Many reported hybrids are better interpreted as natural intergrades between closely related species. e.g. E. burgessiana and E. stricta in eastern New South Wales, E. dalrympleana subsp. dalrympleana and E. viminalis subsp. viminalis in Tasmania, E. angulosa and E. incrassata in coastal South Australia and Western Australia, E. brownii and E. populnea in Queensland.
Hybrids can complicate the identification of specimens and there are a couple of ways of investigating more closely whether the problem specimen is a hybrid. Firstly, close observation of the features of eucalypts in the stand where you collect the specimen may indicate that some trees appear intermediate in some features such as bark type or crown colour. Secondly if there is seed on your specimen you may be able to raise a moderately large number of seedlings (say 10-20) and look for gross variation in seedling leaf shape and other characteristics, and compare these with similarly grown seedlings raised from individuals of the purported parents. This is of course a lengthy business but can give good information.
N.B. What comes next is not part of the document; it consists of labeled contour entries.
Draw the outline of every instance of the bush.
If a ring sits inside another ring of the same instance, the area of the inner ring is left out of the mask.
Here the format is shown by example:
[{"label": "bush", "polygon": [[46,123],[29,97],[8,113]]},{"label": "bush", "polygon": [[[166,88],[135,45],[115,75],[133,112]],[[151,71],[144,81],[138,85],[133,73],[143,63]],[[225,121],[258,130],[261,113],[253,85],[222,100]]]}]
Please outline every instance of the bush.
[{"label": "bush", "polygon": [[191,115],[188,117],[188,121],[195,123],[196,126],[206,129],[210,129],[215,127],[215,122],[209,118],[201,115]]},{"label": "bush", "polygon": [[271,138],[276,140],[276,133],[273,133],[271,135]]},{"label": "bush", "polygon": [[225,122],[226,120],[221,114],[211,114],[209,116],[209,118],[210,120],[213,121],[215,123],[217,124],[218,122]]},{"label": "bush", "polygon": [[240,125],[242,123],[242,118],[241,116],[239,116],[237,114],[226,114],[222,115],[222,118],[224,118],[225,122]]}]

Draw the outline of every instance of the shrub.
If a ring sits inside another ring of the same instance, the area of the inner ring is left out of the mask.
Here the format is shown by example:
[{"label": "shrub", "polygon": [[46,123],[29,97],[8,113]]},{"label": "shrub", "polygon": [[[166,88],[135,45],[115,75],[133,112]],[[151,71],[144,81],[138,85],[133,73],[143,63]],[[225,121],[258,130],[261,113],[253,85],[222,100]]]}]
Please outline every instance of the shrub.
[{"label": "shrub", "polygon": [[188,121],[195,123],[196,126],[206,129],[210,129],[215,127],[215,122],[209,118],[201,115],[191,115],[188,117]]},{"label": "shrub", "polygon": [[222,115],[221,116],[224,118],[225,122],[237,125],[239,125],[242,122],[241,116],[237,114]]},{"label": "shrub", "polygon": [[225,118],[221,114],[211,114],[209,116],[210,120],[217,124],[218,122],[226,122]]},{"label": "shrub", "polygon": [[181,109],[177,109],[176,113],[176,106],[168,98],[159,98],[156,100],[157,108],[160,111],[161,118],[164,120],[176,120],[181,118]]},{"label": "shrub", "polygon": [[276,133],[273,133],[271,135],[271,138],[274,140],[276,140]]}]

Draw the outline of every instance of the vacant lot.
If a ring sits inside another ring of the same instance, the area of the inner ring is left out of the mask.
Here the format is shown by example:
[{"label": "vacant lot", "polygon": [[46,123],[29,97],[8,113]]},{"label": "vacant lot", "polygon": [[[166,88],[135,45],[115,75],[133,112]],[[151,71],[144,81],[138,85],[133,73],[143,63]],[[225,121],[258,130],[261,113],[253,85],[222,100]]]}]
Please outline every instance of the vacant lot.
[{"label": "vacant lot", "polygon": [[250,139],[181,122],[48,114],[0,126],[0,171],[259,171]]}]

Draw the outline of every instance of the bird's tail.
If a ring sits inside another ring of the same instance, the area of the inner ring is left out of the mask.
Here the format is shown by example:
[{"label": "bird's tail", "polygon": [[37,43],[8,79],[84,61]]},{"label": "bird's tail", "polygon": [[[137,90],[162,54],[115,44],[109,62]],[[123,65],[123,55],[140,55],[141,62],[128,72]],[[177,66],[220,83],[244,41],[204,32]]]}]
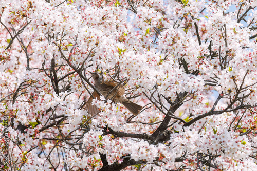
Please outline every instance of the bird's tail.
[{"label": "bird's tail", "polygon": [[122,104],[135,116],[138,115],[139,112],[143,108],[141,105],[133,103],[128,100],[122,102]]}]

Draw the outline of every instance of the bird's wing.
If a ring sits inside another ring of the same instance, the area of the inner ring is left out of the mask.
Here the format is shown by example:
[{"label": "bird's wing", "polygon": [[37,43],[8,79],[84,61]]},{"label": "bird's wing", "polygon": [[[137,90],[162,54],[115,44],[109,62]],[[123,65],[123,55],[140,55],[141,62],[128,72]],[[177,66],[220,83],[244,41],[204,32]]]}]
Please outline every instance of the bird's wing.
[{"label": "bird's wing", "polygon": [[[117,84],[118,82],[111,81],[107,81],[104,82],[104,83],[108,86],[111,86],[112,87],[115,87]],[[117,87],[117,90],[118,90],[117,95],[119,96],[122,96],[125,93],[125,88],[123,85],[120,84]]]},{"label": "bird's wing", "polygon": [[[97,98],[97,100],[100,100],[100,96],[97,92],[94,91],[92,95],[93,95],[94,97],[95,97],[95,98]],[[87,101],[86,104],[82,108],[82,109],[83,109],[87,110],[88,112],[88,114],[91,116],[94,116],[99,112],[98,108],[97,108],[95,105],[92,105],[93,100],[93,98],[92,98],[92,97],[90,97],[88,101]]]}]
There are a few well-known formally named hybrids where both parents have been identified and are seen in the field, e.g.
E. brachyphylla (E. kruseana × E. loxophleba subsp. lissophloia)
E. erythrandra (E. incrassata or E. angulosa × E. tetraptera)
E. missilis (E. cornuta × E. angulosa)
and possibly E. balanites (E. lanepoolei × E. decipiens).
In another example, E. annuliformis, only one parent is evident, E. drummondii, the other being a mystery.
Many presumed hybrids have been formally named by botanists of the eucalypts over the last 200 years. The most recent annotated list of many of these names can be found in Chippendale (1988, pp. 428–442). Hill & Johnson (1995) list, in an appendix, hybrids and intergrades they have observed in Corymbia.